I am a passionate advocate for lifelong learning and sustained personal development. In 2014, I was awarded my second undergraduate degree, a BSc in Social Sciences with Psychological Studies and Sociology with First-Class Honours from the Open University. Returning to formal studies as an adult has given me a completely new perspective on learning, which has, in turn, informed and improved my work in resource development and training.

In 2022 I was awarded an MSc in Linguistics with Distinction by the University of Edinburgh, where I’m now working towards a PhD. My research centres on the historical enregisterment of Black Country dialect in newsprint, a project that brings together strands from some of my big passions – language, tech and archive hunting!

Richard West-Soley at Language Show Live 2019

Working the Linguascope stand at Language Show Live 2019

Beyond the languages…

I’m a keen musician, and cannot be kept away from any piano in the vicinity (to the alternate joy and annoyance of many). As a lad, I played all the way to Grade 8 under the tutelage of the brilliant Gwendolyne Johnson. I also did my time with local choirs, pretending to be a Tenor so I could hang out with the cooler kids.
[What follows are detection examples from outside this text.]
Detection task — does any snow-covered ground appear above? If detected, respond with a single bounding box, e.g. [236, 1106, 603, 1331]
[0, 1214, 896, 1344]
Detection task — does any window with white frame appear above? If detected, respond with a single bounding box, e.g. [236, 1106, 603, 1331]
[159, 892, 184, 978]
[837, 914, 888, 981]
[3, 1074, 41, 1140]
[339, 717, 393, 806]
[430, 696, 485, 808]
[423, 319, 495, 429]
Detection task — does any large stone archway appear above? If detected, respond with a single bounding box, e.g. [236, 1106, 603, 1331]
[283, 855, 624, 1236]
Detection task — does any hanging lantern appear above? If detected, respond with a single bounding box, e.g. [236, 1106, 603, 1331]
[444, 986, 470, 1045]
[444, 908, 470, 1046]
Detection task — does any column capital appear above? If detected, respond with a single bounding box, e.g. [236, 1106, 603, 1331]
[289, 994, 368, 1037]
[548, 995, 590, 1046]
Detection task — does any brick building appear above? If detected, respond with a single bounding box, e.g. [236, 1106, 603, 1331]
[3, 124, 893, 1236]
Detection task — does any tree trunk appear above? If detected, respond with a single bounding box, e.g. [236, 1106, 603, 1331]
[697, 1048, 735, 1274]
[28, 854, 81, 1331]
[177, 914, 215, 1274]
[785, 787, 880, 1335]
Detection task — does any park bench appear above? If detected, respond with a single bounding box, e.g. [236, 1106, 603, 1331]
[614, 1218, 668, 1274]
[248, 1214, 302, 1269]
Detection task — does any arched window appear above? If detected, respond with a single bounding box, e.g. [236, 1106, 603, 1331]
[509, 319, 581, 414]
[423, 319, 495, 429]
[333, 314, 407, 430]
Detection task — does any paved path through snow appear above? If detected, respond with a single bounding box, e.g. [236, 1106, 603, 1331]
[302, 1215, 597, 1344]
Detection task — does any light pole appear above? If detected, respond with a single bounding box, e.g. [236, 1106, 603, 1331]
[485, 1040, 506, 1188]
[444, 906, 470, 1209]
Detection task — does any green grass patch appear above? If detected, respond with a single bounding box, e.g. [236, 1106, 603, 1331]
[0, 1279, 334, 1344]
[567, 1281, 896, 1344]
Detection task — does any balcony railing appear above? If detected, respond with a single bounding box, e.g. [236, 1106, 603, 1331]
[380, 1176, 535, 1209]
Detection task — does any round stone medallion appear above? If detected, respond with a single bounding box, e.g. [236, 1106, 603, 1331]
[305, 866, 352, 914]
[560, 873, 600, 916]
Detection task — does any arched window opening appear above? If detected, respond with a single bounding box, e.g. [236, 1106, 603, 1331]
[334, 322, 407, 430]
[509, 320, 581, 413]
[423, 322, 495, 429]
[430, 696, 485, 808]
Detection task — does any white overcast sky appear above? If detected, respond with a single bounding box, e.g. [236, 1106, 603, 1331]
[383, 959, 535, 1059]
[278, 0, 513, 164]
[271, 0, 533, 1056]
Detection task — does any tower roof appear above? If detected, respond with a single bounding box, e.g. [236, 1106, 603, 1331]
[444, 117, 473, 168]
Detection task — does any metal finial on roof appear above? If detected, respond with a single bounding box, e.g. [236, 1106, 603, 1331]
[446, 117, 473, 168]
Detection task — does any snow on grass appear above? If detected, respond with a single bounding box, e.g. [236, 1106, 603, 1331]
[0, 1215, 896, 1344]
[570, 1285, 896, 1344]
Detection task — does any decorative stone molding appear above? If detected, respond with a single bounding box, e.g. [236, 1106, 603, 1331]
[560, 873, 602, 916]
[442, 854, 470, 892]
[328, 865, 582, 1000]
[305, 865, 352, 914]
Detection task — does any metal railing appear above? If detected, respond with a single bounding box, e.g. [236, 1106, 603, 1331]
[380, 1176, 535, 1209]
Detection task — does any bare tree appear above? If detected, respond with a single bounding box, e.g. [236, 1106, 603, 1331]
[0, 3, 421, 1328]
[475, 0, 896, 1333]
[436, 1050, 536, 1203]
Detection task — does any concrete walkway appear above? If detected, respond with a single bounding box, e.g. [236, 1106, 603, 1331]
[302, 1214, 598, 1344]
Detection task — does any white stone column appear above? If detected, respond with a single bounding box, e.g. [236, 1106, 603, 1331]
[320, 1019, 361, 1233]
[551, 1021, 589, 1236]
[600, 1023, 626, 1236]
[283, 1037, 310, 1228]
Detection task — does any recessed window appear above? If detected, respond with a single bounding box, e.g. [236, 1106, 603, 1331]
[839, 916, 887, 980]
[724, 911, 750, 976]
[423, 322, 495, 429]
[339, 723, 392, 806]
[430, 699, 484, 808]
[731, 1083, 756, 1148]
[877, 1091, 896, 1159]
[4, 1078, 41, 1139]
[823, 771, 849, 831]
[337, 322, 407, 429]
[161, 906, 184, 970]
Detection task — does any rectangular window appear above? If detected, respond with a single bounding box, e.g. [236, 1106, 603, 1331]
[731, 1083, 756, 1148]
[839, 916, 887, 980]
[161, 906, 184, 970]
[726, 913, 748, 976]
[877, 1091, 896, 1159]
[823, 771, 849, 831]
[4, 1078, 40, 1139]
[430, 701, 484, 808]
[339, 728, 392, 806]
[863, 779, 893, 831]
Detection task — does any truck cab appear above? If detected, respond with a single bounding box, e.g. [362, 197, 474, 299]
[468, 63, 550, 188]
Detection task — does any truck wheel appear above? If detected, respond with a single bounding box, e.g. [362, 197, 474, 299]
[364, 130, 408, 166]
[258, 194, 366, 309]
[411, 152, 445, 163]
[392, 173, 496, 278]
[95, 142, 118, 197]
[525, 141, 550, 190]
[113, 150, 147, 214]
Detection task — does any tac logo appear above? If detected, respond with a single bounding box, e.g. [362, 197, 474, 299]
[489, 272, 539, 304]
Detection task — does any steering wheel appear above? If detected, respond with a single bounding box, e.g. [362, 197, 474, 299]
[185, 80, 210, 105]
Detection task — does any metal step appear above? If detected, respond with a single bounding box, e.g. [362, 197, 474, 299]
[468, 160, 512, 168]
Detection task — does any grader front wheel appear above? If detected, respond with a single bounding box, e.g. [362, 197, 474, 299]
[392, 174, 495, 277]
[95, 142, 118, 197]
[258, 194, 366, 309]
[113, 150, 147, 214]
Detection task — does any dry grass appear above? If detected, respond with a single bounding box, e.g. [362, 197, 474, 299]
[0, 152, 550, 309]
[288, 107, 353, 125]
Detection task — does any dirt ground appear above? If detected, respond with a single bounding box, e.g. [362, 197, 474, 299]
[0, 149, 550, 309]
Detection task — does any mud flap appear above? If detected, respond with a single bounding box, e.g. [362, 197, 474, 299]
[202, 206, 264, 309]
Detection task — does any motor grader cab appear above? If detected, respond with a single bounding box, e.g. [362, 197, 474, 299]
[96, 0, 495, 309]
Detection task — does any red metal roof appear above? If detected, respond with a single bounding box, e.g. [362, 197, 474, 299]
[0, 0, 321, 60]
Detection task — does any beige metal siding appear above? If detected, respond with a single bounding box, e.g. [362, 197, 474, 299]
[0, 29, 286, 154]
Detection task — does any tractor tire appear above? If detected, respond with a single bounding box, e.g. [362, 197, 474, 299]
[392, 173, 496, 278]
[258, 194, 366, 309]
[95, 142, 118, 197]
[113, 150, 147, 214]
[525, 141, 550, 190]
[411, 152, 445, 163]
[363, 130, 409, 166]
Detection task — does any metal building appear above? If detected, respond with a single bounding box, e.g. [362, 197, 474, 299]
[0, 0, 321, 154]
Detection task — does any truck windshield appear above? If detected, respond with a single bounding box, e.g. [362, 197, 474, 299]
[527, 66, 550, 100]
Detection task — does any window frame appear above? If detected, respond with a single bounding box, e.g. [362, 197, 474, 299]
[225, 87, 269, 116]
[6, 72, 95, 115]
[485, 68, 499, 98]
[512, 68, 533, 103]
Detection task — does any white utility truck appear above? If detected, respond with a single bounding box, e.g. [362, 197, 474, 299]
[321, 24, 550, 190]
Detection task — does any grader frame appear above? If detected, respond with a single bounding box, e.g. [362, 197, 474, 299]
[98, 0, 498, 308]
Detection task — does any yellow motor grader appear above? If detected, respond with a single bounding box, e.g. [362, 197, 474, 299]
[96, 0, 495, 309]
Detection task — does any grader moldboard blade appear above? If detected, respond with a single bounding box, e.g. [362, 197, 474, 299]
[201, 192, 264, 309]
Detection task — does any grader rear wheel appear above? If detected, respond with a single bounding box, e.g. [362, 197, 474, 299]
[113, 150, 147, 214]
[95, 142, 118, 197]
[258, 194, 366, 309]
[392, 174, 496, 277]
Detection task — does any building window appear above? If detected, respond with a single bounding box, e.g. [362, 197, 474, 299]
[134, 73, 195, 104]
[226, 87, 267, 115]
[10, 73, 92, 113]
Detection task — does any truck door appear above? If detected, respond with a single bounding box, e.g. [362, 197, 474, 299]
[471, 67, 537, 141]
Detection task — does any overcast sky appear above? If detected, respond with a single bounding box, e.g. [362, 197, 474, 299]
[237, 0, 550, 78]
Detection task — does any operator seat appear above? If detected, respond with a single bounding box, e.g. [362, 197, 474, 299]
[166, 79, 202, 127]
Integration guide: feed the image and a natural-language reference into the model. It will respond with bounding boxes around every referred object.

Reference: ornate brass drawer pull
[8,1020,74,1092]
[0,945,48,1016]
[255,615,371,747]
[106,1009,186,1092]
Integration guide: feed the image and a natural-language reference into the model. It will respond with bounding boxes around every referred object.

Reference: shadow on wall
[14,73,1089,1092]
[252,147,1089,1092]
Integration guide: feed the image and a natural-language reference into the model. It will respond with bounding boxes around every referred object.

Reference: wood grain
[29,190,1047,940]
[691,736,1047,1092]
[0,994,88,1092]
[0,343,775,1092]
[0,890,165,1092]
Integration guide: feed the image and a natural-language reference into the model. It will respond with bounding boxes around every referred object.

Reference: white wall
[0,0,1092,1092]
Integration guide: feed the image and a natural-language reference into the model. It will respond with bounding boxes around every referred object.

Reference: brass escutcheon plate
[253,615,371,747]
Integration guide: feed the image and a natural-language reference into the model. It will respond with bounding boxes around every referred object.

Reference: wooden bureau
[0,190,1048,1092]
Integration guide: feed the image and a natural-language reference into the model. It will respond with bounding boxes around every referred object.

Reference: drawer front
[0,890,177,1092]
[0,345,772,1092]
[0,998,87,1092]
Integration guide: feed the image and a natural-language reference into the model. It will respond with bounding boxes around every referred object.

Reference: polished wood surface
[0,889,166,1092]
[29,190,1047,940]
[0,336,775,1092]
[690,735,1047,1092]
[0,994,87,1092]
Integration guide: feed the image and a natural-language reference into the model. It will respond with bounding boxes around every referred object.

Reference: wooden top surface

Music remains a very important part of my life today, and I also occasionally pick up a guitar (and still vow that it will not beat me!).

Oh – and I love Eurovision! 🎵

…and what’s that scar?

One thing I loved about teaching was that kids often have no filter. What’s that scar on your lip? was a routine question with new classes, and it’s one I was always very happy to answer. I was born with a cleft lip, a fairly common facial development issue that affects about one in a thousand babies.

Luckily, I was born in a country where repair of cleft lips and palates is absolutely routine, and stigma around the condition non-existent. Those circumstances aren’t a certainty for many children, though, which is why I support Smile Train. This global charity funds surgical teams in some of the poorest countries, offering life-changing reparative surgery to children who would otherwise grow up with unrepaired clefts. If you’re looking for a new cause to support, Smile Train is a very worthy option to consider. Changing Faces is another doing some brilliant work around visible difference.